Illustration of a directed brain network.
by Barry Van Veen
One of the scientific frontiers of our time is understanding the human brain. The U.S. National Academy of Engineering declared reverse engineering the brain to be an engineering grand challenge. U.S. President Barak Obama recently inaugurated the BRAIN initiative to "revolutionize our understanding of the human mind." Similar initiatives are being pursued by governments and research institutes around the world.
Signal Processing and Brain Research
The role of signal processing in unraveling the secrets of the human brain is worthy of a long series of articles. In summary, signal processing is foundational for any use of imaging technology - EEG, MEG, MRI, fMRI, PET, etc. Hypotheses about brain function are tested by analysis of data. Signal processing is essential for filtering, artifact rejection, estimation of models, and development of methods for hypotheses testing. The datasets are often very large, involving hundreds of subjects evaluated under multiple conditions and many thousands of voxels and/or time samples.

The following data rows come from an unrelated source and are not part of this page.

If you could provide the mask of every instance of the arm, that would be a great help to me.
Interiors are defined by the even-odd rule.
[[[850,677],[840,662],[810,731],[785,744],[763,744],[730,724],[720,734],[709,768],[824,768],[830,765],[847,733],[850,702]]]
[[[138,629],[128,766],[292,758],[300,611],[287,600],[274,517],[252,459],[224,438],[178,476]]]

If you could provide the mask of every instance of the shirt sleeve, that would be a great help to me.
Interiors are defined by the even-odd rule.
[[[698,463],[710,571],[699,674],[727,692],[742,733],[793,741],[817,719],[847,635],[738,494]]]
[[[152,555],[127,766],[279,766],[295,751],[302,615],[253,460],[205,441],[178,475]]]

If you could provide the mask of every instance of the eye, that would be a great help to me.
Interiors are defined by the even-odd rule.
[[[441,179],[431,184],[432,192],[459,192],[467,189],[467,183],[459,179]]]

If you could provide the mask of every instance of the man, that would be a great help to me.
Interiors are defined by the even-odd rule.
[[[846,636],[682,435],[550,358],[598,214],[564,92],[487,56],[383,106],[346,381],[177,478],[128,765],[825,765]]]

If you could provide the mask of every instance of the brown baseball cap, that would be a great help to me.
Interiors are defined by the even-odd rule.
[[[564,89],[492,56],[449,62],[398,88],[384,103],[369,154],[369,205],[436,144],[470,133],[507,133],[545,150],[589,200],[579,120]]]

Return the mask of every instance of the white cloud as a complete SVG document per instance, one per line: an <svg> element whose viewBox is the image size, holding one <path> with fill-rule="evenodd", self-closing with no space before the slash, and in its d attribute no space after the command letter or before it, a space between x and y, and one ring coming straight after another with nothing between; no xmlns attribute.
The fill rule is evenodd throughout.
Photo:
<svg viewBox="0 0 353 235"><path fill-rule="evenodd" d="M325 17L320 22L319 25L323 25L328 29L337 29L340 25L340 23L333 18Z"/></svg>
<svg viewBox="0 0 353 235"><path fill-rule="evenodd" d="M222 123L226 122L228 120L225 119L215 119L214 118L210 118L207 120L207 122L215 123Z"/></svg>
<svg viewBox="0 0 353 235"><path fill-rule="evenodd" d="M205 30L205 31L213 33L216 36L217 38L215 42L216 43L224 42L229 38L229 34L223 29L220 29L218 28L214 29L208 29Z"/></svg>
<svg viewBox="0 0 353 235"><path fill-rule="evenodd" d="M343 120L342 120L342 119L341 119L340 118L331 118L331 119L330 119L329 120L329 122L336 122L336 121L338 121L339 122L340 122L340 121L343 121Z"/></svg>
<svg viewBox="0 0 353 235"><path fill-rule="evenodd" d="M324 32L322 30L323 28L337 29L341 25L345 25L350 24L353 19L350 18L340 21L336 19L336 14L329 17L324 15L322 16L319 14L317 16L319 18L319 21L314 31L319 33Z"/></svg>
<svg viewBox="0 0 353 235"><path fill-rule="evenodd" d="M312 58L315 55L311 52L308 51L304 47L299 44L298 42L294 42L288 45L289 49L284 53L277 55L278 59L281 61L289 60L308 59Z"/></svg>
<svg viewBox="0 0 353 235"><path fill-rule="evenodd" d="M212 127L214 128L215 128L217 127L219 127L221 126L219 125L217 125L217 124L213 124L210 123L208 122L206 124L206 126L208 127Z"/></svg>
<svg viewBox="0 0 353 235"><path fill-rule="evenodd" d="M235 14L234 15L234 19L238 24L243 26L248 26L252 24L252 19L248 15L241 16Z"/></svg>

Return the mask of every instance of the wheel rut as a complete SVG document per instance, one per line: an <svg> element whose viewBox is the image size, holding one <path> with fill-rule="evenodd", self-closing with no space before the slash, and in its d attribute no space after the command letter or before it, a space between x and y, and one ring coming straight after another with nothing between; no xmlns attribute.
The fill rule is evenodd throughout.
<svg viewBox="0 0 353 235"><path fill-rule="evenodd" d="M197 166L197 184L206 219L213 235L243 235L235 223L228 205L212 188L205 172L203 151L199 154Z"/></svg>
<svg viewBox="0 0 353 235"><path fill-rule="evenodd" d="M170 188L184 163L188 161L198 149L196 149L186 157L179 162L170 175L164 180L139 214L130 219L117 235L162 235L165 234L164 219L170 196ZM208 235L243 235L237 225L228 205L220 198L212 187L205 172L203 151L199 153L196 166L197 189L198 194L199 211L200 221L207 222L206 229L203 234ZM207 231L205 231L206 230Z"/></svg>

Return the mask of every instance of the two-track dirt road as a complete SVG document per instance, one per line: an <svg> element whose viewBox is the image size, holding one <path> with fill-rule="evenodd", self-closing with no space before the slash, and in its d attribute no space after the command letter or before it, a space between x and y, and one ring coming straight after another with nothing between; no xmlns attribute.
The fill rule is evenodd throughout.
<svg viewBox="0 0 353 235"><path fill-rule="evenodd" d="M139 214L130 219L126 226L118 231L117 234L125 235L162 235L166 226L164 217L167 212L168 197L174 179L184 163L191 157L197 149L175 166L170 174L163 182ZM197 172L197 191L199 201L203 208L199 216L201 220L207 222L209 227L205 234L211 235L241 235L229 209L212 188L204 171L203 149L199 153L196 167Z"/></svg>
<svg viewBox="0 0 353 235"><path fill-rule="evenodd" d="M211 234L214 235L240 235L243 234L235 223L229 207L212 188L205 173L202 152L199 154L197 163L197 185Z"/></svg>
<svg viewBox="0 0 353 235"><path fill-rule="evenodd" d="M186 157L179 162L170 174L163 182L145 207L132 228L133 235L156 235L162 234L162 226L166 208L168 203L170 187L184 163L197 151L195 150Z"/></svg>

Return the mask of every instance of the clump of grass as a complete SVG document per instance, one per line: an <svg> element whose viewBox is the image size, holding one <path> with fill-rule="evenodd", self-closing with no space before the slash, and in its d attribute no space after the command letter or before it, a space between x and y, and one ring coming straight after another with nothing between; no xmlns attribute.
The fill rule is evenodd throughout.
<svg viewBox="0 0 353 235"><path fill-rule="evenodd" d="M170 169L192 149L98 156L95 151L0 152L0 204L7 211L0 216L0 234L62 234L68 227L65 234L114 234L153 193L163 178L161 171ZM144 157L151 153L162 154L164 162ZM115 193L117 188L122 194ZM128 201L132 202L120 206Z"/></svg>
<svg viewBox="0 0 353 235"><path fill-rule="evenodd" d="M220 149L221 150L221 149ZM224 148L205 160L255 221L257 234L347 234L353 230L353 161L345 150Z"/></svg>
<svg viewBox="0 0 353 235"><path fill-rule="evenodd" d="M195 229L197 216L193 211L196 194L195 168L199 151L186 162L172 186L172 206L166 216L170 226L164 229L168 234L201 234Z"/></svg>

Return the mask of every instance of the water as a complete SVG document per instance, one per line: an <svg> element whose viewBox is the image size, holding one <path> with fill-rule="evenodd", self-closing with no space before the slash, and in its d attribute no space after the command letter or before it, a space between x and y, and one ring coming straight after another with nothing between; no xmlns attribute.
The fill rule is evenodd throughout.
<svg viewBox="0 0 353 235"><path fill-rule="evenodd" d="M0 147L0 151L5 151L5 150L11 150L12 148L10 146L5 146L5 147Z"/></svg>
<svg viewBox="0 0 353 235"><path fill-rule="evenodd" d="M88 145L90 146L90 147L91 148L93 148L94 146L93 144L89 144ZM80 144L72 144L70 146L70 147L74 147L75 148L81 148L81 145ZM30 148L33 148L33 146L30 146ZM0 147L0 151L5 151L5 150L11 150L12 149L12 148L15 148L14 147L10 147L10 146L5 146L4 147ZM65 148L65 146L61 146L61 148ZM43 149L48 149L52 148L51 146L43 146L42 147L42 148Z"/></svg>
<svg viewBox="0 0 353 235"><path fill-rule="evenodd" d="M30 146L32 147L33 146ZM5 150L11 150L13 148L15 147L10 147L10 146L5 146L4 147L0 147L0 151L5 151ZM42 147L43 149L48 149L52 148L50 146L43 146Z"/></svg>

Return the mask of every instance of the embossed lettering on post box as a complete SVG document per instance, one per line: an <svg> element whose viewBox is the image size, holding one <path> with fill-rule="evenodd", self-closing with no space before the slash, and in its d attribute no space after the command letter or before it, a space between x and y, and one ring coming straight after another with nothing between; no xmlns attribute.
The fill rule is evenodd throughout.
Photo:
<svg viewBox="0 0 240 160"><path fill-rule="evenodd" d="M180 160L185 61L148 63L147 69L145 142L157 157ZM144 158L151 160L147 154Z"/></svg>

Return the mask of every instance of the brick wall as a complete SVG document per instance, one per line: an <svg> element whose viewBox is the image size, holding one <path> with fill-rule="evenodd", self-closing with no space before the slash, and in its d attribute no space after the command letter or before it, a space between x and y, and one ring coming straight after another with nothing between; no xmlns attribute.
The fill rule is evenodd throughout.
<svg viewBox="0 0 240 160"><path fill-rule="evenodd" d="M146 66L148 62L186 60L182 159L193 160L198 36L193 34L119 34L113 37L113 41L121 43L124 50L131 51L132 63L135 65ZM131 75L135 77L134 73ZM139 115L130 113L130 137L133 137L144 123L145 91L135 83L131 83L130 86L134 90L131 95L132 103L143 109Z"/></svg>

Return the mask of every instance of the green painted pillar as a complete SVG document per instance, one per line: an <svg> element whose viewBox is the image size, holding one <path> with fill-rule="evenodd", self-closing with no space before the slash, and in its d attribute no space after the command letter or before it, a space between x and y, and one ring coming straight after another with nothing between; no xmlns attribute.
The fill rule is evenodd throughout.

Brain Network Models and High Throughput Computing
Yesterday (October 17) I participated in a panel discussion on Big Data and the Brain at the Wisconsin Science Festival, held at the Wisconsin Institute for Discovery. The topic was on how high-throughput computing is transforming brain research. My fellow panelists included Barbara Bendlin from the UW Department of Medicine and Mike Koenigs from the UW Psychiatry Department. Prof. Bendlin discussed her use of high throughput computing to study changes in neural connectivity associated with Alzheimer's disease across large populations of subjects. Prof. Koenigs reported on his use of high-throughput computing to study of the functional connectivity in inmates with psychopathy. I shared on my research developing signal-processing algorithms for identifying directed network models of electrical brain activity and how high-throughput computing enables these algorithms to be implemented in practical timeframes. We then entertained questions from the audience. I captured a screencast of my presentation during a practice run to share here, and also included a link to the entire panel presentation. It was a very broad audience, so mine is a high-level talk with little detail about algorithms. I expect to share more about the role of signal processing in brain research in the future.